Default is 6 (i.e., H6).
- -t
- Normally, hxtoc adds both ID attributes and empty A elements with a
NAME attribute and CLASS="bctarget", so that older browsers that
do no understand ID will still find the target. With this option, the A
elements will not be generated.
- -c class
- The generated UL elements in the table of contents will have a CLASS
attribute with the value class. The default is
"toc".
- -d
- Tries to use sectioning elements as targets in the table of contents
instead of H1 to H6. A sectioning elements is a DIV, SECTION, ARTICLE,
ASIDE or NAV element whose first child is a heading element (H1 to H6) or
an HGROUP. The sectioning element will be given an ID if it doesn't have
one yet. With this option, the level of any H1 to H6 that is the first
child of a sectioning element (or of an HGROUP that is itself the first
child of a sectioning element) is not determined by its name, but by the
nesting depth of the sectioning elements. (Any H1 to H6 that are not the
first child of a sectioning element still have their level implied by
their name.)
- -f
- Flatten the text of the table of contents. Without -f, the contents
of header elements are copied to the table of contents almost unchanged,
i.e., including any child elements and their attributes (except for ID
attributes, DFN elements and certain SPAN elements, as explained above).

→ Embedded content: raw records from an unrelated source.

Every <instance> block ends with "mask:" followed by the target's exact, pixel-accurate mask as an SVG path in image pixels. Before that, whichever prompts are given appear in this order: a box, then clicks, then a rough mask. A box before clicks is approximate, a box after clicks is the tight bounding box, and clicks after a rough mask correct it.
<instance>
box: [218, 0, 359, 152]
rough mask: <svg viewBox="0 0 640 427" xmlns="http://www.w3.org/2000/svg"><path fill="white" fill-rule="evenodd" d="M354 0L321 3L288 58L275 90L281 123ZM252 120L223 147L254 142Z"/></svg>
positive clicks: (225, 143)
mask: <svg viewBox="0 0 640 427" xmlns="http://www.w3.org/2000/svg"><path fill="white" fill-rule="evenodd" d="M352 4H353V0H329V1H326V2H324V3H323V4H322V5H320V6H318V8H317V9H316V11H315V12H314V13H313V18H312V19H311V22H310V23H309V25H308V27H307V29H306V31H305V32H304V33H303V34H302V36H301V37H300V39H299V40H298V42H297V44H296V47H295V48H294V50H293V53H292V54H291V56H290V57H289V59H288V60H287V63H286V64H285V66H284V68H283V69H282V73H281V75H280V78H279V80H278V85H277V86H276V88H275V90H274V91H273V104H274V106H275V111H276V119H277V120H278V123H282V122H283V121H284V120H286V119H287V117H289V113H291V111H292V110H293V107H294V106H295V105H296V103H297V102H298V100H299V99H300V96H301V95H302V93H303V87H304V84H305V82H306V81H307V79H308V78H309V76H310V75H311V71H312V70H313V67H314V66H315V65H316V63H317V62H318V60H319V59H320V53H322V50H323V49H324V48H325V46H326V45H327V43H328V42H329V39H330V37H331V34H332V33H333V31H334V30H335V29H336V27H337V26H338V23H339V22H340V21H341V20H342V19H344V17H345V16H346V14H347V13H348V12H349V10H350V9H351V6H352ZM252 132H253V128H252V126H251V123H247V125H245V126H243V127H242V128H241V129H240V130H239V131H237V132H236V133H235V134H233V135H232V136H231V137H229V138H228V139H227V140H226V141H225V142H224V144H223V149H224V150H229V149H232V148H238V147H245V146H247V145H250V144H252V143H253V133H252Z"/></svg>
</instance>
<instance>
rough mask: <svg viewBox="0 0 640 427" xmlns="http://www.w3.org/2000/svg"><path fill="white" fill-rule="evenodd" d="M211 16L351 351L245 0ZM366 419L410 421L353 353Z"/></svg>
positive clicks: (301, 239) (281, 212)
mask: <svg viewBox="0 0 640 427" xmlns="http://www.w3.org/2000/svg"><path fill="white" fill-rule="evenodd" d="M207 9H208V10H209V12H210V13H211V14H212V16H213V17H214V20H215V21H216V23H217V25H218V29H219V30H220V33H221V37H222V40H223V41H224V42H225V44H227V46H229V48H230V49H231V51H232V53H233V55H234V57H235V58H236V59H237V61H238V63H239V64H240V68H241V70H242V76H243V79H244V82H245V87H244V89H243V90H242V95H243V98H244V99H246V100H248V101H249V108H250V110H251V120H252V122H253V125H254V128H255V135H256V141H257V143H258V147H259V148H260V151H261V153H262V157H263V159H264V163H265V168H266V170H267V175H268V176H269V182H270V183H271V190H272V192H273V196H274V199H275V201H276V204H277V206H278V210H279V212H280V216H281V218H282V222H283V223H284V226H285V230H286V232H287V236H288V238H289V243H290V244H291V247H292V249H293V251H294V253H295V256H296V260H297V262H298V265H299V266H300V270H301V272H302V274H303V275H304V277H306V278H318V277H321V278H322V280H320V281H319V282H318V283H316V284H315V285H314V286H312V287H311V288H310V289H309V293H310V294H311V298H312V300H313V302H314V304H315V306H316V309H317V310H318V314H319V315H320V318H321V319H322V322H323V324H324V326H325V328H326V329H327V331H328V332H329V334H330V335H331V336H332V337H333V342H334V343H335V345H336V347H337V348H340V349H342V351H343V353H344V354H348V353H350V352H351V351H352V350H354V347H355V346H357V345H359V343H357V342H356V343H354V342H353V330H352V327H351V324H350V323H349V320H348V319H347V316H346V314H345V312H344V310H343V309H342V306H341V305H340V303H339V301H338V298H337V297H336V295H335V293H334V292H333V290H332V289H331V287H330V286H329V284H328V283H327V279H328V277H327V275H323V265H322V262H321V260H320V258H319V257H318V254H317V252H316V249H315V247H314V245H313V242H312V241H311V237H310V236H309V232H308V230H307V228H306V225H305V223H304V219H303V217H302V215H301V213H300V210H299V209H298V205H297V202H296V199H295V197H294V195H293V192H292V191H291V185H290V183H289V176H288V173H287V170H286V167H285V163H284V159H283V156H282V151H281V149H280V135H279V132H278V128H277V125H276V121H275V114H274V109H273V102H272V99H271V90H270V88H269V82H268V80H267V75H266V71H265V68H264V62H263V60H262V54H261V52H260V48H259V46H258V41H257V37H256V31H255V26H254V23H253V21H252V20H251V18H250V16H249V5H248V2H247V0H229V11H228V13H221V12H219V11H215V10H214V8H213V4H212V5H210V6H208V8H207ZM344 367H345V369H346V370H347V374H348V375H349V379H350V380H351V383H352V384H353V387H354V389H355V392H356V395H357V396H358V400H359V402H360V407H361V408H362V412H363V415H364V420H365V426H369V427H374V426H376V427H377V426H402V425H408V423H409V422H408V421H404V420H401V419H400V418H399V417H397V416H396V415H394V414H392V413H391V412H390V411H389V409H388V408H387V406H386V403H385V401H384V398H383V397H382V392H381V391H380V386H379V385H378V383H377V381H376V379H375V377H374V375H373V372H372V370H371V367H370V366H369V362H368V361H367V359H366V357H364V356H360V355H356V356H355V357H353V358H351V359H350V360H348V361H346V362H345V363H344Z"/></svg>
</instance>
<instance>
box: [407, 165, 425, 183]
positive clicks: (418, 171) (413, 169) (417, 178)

With -f, the contents are flattened instead: All child elements are
removed and only their contents are copied to the table of contents.
Additionally elements with an ALT attribute, such as IMG, are replaced by
the contents of the ALT attribute. Exception: BDO tags are copied
unchanged and elements with a DIR attribute are replaced by a SPAN with
that DIR attribute. (BDO and DIR may occur in languages written
right-to-left.)
The following operand is supported:
- file-or-URL
- The name or URL of an HTML file. If absent, standard input is read
instead.
The following exit values are returned:
- 0
- Successful completion.
- > 0
- An error occurred in the parsing of the HTML file. hxtoc will try
to correct the error and produce output anyway.
The error recovery for incorrect HTML is primitive.